🤖 AI Summary
To address the challenge of fragmented, ambiguous, and incomplete witness descriptions in real-world scenarios, this paper introduces Interactive Person Re-Identification (Inter-ReID): a novel task enabling robust cross-camera retrieval via multi-turn vision-language dialogue to dynamically refine textual descriptions. Methodologically, we (1) formally define the Inter-ReID paradigm; (2) construct the first fine-grained, multi-type question-answering dialogue dataset for person retrieval; (3) propose a forward selection supervision strategy that prioritizes questions yielding maximal information gain; and (4) design a LLaVA-based, multi-image-aware QA model that jointly encodes visual features and textual context for conditional question generation, augmented by fine-grained attribute decomposition to guide dialogue modeling.
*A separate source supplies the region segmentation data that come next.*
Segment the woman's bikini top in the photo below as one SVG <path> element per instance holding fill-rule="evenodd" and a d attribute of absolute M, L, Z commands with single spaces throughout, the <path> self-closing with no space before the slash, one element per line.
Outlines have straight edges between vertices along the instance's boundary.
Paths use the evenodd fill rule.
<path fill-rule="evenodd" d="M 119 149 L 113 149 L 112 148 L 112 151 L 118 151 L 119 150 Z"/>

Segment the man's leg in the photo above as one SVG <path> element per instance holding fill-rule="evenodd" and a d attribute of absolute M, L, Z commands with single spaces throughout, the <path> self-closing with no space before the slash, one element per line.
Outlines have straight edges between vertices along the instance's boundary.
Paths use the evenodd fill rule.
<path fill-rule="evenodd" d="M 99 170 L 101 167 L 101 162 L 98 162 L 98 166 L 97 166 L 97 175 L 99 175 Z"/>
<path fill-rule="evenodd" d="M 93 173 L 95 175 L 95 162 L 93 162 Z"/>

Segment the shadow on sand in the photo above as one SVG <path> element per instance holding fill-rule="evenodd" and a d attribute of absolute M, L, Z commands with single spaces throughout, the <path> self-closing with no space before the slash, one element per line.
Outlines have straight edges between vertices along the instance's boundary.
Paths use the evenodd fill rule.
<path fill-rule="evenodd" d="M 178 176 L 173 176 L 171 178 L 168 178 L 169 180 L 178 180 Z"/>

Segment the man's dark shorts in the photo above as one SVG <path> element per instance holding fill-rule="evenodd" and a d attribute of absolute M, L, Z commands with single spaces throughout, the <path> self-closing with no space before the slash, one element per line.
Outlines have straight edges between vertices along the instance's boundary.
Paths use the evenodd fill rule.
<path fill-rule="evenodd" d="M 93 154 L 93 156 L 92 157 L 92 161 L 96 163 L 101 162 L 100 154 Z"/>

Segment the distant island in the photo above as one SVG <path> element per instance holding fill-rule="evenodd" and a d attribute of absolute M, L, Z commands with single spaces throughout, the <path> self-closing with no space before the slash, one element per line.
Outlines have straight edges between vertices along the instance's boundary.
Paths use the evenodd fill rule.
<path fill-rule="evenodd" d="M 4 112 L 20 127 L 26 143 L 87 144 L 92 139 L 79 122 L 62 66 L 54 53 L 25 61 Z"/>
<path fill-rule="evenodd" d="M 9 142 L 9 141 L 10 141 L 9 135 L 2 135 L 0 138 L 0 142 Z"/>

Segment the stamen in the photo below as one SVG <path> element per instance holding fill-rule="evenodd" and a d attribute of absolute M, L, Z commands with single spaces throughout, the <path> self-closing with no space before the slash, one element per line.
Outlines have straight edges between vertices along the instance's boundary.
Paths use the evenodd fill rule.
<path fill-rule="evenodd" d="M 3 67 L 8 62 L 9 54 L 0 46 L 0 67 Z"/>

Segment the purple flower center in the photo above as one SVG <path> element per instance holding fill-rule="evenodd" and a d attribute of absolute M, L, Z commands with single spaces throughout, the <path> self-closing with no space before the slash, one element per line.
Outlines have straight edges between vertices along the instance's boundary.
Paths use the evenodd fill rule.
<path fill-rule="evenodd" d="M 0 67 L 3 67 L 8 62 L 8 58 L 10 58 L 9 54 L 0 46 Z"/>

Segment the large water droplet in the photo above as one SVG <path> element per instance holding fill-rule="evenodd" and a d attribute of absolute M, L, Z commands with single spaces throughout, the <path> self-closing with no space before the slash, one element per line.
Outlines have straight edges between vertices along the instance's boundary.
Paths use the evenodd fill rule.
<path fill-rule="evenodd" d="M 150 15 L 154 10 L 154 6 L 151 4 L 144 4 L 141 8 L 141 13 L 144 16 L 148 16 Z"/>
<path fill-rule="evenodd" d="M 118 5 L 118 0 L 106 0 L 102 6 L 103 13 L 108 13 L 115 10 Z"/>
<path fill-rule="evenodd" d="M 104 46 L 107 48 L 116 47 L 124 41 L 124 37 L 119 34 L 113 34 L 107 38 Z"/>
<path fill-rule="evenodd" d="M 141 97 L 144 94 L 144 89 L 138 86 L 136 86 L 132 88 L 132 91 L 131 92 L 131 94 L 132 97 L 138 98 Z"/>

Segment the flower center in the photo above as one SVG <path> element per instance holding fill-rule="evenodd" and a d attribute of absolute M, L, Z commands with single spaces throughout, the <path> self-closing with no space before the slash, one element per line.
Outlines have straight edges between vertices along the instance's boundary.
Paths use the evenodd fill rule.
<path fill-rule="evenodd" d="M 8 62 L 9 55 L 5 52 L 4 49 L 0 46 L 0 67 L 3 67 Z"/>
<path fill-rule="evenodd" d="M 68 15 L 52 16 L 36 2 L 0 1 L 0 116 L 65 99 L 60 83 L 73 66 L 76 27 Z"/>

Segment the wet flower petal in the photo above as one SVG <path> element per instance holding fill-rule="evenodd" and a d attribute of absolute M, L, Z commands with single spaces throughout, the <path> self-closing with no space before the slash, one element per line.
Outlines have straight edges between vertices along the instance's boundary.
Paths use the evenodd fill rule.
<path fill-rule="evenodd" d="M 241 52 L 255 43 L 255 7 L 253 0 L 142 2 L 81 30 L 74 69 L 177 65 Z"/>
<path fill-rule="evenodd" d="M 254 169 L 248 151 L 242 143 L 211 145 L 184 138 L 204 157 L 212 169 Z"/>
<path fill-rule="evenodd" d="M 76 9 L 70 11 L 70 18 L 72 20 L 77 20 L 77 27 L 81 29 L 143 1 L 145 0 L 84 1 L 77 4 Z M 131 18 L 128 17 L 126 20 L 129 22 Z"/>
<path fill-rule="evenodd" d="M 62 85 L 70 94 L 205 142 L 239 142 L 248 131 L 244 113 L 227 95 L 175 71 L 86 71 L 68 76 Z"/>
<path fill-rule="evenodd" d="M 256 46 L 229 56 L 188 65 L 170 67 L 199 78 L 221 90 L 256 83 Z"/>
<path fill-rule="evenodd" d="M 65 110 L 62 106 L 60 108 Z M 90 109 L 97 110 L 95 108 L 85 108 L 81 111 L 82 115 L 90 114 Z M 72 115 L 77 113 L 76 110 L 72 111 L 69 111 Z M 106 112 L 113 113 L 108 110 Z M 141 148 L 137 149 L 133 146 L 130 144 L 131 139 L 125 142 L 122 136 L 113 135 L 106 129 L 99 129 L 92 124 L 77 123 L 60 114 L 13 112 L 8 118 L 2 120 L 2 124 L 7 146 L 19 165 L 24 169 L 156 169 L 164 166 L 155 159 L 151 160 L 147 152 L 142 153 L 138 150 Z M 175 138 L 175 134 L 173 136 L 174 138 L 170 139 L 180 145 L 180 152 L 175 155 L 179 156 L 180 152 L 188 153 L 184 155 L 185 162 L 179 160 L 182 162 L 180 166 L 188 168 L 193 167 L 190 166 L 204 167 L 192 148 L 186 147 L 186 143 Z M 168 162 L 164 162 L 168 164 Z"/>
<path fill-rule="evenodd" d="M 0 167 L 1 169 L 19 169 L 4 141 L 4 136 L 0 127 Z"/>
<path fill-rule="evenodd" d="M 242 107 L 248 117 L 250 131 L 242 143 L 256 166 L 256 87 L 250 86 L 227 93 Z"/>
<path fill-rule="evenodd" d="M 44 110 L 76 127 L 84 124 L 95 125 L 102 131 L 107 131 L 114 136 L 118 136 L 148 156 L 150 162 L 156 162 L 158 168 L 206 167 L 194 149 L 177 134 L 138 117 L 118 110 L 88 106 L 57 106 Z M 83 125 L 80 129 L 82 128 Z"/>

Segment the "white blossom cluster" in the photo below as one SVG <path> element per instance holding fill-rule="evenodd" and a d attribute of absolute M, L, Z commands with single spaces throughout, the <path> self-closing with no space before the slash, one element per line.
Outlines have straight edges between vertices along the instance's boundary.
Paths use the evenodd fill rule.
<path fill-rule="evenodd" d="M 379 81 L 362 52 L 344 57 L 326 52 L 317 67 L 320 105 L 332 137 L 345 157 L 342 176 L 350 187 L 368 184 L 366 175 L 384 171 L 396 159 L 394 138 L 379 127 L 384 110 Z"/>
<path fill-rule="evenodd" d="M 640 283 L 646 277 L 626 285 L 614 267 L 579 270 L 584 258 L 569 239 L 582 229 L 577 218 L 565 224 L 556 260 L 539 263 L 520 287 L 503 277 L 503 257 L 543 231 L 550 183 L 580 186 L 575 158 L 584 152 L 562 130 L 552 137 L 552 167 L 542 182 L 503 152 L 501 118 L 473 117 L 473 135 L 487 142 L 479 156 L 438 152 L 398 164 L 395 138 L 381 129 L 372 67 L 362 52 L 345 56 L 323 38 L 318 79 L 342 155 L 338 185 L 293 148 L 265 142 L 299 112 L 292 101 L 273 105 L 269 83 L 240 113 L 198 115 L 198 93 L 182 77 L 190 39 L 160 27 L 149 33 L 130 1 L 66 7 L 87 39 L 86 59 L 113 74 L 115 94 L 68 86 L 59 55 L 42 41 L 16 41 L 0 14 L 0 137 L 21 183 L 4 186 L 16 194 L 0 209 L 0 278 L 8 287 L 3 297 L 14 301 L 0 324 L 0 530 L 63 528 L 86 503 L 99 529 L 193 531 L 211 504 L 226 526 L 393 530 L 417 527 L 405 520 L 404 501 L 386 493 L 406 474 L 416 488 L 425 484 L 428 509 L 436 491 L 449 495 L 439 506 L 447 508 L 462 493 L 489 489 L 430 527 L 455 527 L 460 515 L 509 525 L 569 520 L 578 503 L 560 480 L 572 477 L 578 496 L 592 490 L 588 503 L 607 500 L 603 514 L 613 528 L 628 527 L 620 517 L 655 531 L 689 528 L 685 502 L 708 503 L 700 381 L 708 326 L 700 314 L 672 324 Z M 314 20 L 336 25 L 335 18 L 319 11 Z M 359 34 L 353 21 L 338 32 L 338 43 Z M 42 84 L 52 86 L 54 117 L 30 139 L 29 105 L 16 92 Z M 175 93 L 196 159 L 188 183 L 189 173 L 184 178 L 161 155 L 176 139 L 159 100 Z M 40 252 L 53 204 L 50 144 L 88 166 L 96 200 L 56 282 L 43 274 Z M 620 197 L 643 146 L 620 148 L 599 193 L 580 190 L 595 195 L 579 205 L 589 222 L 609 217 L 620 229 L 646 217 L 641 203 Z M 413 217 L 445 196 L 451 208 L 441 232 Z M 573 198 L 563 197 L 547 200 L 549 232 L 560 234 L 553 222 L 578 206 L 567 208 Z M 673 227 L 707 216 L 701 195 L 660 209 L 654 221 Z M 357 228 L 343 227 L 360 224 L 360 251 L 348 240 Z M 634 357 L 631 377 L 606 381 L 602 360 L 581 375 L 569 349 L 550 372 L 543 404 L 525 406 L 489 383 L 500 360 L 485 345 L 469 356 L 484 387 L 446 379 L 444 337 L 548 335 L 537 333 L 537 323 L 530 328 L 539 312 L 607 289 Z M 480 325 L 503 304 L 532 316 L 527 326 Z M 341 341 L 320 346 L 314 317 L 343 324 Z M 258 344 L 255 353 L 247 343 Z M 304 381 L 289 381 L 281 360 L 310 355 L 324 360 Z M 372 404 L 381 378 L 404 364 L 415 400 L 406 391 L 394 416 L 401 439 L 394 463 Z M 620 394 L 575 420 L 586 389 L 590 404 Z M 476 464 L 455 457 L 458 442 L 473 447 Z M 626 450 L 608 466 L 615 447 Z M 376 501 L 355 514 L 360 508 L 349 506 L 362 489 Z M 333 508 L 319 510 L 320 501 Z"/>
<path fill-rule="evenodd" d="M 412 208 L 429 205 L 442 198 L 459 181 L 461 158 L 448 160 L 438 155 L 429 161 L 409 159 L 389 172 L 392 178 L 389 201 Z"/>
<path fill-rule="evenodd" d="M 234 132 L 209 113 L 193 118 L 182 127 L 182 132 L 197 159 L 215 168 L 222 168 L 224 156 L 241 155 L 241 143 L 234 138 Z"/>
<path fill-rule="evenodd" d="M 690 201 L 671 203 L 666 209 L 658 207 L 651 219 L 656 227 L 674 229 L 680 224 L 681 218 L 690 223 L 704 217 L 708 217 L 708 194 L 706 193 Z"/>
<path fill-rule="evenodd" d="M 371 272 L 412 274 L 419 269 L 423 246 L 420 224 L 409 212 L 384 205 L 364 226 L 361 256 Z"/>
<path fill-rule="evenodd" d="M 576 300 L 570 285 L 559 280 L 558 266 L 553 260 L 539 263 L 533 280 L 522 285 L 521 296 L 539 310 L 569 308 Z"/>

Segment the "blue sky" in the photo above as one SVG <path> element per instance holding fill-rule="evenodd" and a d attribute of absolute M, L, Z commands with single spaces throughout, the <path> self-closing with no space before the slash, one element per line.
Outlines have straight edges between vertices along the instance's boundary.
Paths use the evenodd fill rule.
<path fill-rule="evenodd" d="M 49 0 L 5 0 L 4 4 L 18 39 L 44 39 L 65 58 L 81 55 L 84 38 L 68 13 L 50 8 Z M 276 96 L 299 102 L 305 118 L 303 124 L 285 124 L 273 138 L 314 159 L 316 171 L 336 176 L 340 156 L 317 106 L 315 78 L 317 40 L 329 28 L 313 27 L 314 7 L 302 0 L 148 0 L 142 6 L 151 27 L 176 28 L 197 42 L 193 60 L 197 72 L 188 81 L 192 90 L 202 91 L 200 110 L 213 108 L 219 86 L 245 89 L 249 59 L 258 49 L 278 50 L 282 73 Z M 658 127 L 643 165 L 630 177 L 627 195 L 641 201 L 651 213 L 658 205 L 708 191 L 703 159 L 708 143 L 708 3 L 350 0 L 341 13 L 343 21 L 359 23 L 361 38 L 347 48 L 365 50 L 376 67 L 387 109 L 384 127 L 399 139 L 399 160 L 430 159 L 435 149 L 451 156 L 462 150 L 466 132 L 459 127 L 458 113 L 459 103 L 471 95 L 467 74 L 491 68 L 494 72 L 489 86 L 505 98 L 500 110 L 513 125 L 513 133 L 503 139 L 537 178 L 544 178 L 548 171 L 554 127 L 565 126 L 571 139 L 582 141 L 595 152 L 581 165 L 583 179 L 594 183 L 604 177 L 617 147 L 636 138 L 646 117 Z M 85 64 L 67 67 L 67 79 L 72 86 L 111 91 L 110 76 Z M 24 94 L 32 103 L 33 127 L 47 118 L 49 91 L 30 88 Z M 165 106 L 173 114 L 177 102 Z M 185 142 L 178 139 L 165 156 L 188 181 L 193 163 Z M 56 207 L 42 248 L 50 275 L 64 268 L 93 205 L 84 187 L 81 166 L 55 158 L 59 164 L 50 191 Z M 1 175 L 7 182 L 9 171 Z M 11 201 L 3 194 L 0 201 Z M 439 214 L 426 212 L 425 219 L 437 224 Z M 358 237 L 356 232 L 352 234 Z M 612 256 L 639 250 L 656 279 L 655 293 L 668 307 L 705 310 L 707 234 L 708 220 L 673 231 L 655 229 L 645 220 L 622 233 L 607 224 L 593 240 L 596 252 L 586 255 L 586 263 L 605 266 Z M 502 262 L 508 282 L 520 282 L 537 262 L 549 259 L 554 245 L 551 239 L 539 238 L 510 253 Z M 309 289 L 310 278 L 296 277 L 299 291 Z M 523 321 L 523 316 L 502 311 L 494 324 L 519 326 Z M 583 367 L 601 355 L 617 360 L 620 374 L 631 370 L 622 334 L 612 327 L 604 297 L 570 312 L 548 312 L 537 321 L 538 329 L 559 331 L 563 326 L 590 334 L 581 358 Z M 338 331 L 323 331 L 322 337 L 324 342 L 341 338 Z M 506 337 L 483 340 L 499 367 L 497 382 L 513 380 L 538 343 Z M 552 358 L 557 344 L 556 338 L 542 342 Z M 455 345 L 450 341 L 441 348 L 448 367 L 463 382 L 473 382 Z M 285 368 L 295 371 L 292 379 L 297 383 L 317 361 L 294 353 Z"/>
Experiments demonstrate significant improvements over state-of-the-art baselines on both the proposed Inter-ReID benchmark and standard text-based ReID tasks.
📝 Abstract
Traditional text-based person ReID assumes that person descriptions from witnesses are complete and provided at once. However, in real-world scenarios, such descriptions are often partial or vague. To address this limitation, we introduce a new task called interactive person re-identification (Inter-ReID). Inter-ReID is a dialogue-based retrieval task that iteratively refines initial descriptions through ongoing interactions with the witnesses. To facilitate the study of this new task, we construct a dialogue dataset that incorporates multiple types of questions by decomposing fine-grained attributes of individuals. We further propose LLaVA-ReID, a question model that generates targeted questions based on visual and textual contexts to elicit additional details about the target person. Leveraging a looking-forward strategy, we prioritize the most informative questions as supervision during training. Experimental results on both Inter-ReID and text-based ReID benchmarks demonstrate that LLaVA-ReID significantly outperforms baselines.